Saturday, September 10, 2005

A Darkness More Than Night, Michael Connelly

Now this is a far better TV book than those Stuart Woods deals that I muddled through. This has more substance; more flair; more character and better yet? A resolution! Imagine that. A plot with a resolution in a book. Michael Connelly is the author of Bloodwork, after which the same-titled movie was made starring Clint Eastwood. Same characters in this book--as far as I could tell--and a killer is on the loose who targets, it seems, a cop with a fancy for art ("I know a lot about art") This book didn't make me want to write; it made me want to be a private detective.

Wednesday, September 07, 2005

Stuart Woods


We all have our weaknesses, okay. Mine happens to be the "I want to read but I want to watch TV too." Fortunately, there are authors like Stuart Woods who make books into those of Penny and her sidekick Brain. The book that moves; the book that is a movie. The Primer--like in Diamond Age by Neal Stephenson (everybody go buy it now).

Stuart Woods has a character in all these books named Stone Barrington. Barrington isn't all that intelligent. He isn't all that rich. He isn't even all that suave or fancy. In fact, he's dry. I can't find a true personality in there. But he's in all these books. He's a cop cum lawyer cum PI. And he has a lot of sex. With a lot of women. And happens to end up with a lot of money after a lot of action after a lot of not-so-much-is-going-on-with-the-case. The books end with a "well, there's that. Guess we'll just get the next one."

One thing that is on Stuart Woods' side? You can read this book during commercials and be guaranteed that something always happens.

Saturday, September 03, 2005

The Lake of Dead Languages, Carol Goodman

You really do have to hand it to that Alice and her book recommendations. I read this on the fly while up in Pennsylvania with Dave, the same weekend I finished up Barbara Vine's book. This book, though... now this knows how to blow you out of the water.

First things first, as the cover will tell you, this has the same mystery, the same aura about it that The Secret History, by Donna Tartt, did (which I reviewed back in July, 2004, I think). This time, the students are Latin, they are in high school, and something isn't quite right.
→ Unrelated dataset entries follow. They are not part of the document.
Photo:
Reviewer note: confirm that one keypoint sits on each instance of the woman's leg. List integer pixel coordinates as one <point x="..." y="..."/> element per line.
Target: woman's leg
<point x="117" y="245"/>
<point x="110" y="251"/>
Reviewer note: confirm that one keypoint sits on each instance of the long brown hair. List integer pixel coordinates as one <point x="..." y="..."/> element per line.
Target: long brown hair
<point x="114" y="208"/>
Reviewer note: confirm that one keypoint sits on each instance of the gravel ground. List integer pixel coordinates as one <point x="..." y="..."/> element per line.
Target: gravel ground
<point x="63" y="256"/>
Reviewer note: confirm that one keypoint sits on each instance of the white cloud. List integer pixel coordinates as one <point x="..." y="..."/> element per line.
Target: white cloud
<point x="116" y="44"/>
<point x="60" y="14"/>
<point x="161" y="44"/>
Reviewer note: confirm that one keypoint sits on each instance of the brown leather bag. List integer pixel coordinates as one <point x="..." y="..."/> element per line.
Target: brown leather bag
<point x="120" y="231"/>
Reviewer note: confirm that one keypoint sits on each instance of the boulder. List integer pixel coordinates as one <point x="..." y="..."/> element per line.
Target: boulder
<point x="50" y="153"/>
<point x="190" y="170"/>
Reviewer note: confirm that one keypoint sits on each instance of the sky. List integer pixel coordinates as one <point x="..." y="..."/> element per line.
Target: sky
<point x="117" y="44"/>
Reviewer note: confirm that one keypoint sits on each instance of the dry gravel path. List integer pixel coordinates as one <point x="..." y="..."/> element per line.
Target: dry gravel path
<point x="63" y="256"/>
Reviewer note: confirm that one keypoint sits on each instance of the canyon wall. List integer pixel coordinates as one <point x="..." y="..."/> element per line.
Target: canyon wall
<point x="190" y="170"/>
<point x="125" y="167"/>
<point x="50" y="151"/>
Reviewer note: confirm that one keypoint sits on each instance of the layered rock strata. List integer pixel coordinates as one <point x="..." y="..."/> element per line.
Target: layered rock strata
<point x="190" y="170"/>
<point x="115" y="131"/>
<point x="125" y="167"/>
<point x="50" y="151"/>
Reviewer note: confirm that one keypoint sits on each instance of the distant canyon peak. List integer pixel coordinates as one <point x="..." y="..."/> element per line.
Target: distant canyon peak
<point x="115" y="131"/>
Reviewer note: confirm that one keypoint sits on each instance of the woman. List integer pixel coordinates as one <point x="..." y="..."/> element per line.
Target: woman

After the not-quite-right turns deadly, one girl returns to her high school only now as a teacher and realized it's all happening again.

Excellent characters, excellent mystery, excellent way to draw it out and wait so you can hold your breath without annoyance, waiting to see what will happen next.

This is one of those books that made me want to write.

Friday, September 02, 2005

A Year by the Sea: Thoughts of an Unfinished Woman, Joan Anderson

A Year by the Sea was a last minute purchase decision made by my inner old person just wondering if I need some spiritual guidance at some point in my life. You have to admit: the thought of living a year at Cape Cod right by the water is pretty darned entrhalling. I love the water and winter is my favorite season, so having them together in one place means I'd freeze my ass off but the writing possibilities are amazing! The solitude of it could get to me, I suppose, but there's something attractive about having no choice and doing what Joan did: she worked in a fish market, she chopped wood, she had fishermen drop her off at islands for a whole day of sitting there or camping overnight, she did some crabbing. I can't help but think of it as fun. And she was in her fifties, married--just decided that she was going on a year-long vacation.

Thursday, September 01, 2005

The Chimney Sweeper's Boy, Barbara Vine

This novel was recommended to me by Ellen, my voracious reader of a mother who knows a good story when she sees one. So as soon as I had finished The BK, I picked it up. The story is about a gruff older man whose only affection is for his daughters. He's a best selling author, dies suddenly of a heart attack, and the truth of them all just falls out. Ursula, the mother, the wife--nothing more. We find that her husband the author was really just an asshole who loved to steal the children's attention, pretend she didn't exist except for the necessary eggs needed to produce children. The daughters, Sarah and Hope, up and coming, forget about their mother and focus only on what their father left them with: nothing. They don't even consider going home for Christmas because if their father is dead, then there's nothing there. No reason to go home. The layers in this book are fascinating, amazing. You feel for each of them while wanting to slap them uncontrollably. Sarah has a relationship with a man who turns her on by treating her like shit in front of other people and once it's done, they rush out back and topple on each other like rhinos in heat. Meanwhile, she complete misses the misogyny with which her father treated her mother.

That part of the novel is what fascinated me the most. The gist, however, is uncovering the man who made this family. Sarah is asked by her father's editor to write a biography about the man. She finds, first, that he is not who he said he is. Different name, different history, and a lot of secrets. It was a great book.